The renowned volcano Krakatau (or Krakatoa) lies in the Sunda Strait between Java and Sumatra. Collapse of the ancestral Krakatau edifice, perhaps in 416 AD, formed a 7-km-wide caldera. Remnants of this ancestral volcano are preserved in Verlaten and Lang Islands; subsequently Rakata, Danan and Perbuwatan volcanoes were formed, coalescing to create the pre-1883 Krakatau Island. Caldera collapse during the catastrophic 1883 eruption destroyed Danan and Perbuwatan volcanoes, and left only a remnant of Rakata volcano. This eruption, the 2nd largest in Indonesia during historical time, caused more than 36,000 fatalities, most as a result of devastating tsunamis that swept the adjacent coastlines of Sumatra and Java. Pyroclastic surges traveled 40 km across the Sunda Strait and reached the Sumatra coast. After a quiescence of less than a half century, the post-collapse cone of Anak Krakatau (Child of Krakatau) was constructed within the 1883 caldera at a point between the former cones of Danan and Perbuwatan. Anak Krakatau has been the site of frequent eruptions since 1927.
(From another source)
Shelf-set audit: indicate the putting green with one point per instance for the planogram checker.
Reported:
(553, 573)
Today as you stand on the shores of the Sunda strait you will see rising out of the water the Child of Krakatau, Anak Krakatau. This ever growing volcano is taking on a life of its own and growing at a constant rate. All this rich volcanic soil has brought new life around this sleeping giant. There are well over 400 species of flora and fauna and a wide selection of insects and small animals that now call this fire breathing island home. There are over 50 species of butterflies, 30 species of birds, almost 20 species of bat and 10 species of reptiles.
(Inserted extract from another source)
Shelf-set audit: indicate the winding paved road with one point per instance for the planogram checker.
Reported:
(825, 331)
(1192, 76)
When you arrive on the island you have to make your way up the black sands and steep slopes, trekking your way to the top. It is an amazing journey and there is a real sense of achievement in reaching the crater rim. However these trips depend on the beast itself, when your guide says it is not a good idea to venture closer take their word on it. The water is clear and inviting, those of you who enjoy diving are in for a treat as the underwater lava formation has produced a rugged landscape that a rich variety of coral has taken over. This plus the higher temperature of the water have caused this to be melting pot for marine diversity and metamorphosis.